Of all the remakes of the past few years, the only one to truly intrigue me was this new take on the video nasty of 1978. Society’s tolerance for violence in film having exponentially stretched in 33 years, I was hoping for a searing addition to the rape revenge stable. So, it’s rather a big shame that the overwhelming sensation I had was one of boredom, the promotion of which is a cardinal sin of filmmaking.
The original story is intact. Jennifer Hills is still an attractive young writer taking a break away from the city to focus on her work. She is still repeatedly raped by a group of unpleasant country bumpkins with a collective inferiority complex. She’s still somewhat irked by her ordeal and in primal need of lashing out comeuppance.
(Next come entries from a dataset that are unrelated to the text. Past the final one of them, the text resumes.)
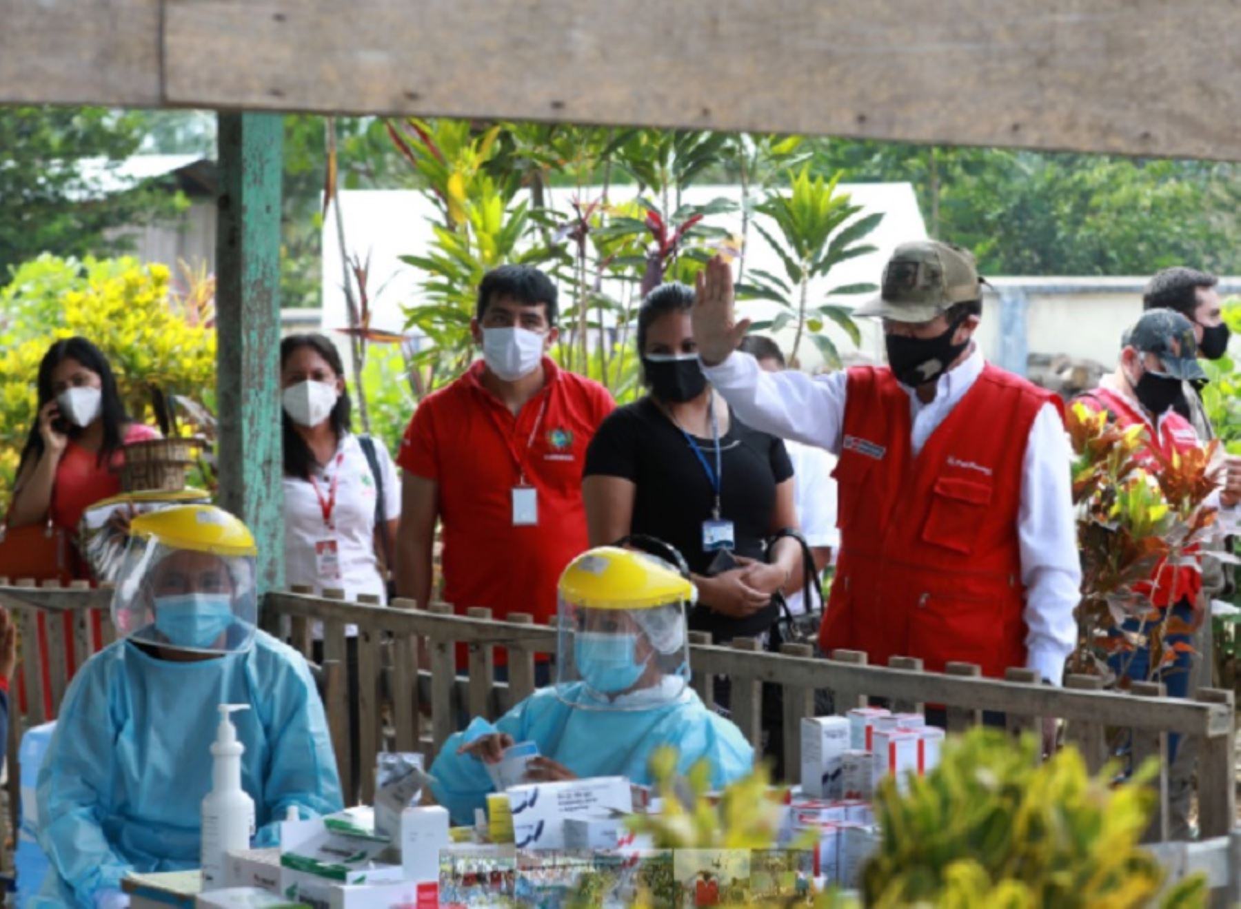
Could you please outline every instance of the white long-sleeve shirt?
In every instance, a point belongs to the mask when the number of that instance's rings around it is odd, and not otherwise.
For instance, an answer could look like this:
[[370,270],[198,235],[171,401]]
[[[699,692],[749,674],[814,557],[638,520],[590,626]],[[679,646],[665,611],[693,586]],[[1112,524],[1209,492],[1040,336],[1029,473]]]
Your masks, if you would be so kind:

So, what’s missing? A soul. Original director Meir Zarchi made his film after being appalled at police treatment of a real-life rape victim he rescued post-attack. The sense here is that Steven R. Monroe simply saw a story that could be more violent and made it on that basis alone. Yes, some of the torture is nicely inventive, but that was never the aim of this story. The purpose was to drive the concept of revenge in itself, not the methods by which it is achieved, and consequently, the cartoon violence on display here completely removes all sense of realism, shoving the film firmly into torture porn territory. Ironic, I suppose.
What is deserving of praise is the scene in which the group taunt Jennifer, before the violence begins, Sarah Butler doing a good job here of depicting her character’s fear and intimidation. Unfortunately, this rapidly gives way to the aforementioned lack of realism, and as such, this release serves as mere reminder to give the original a repeat viewing.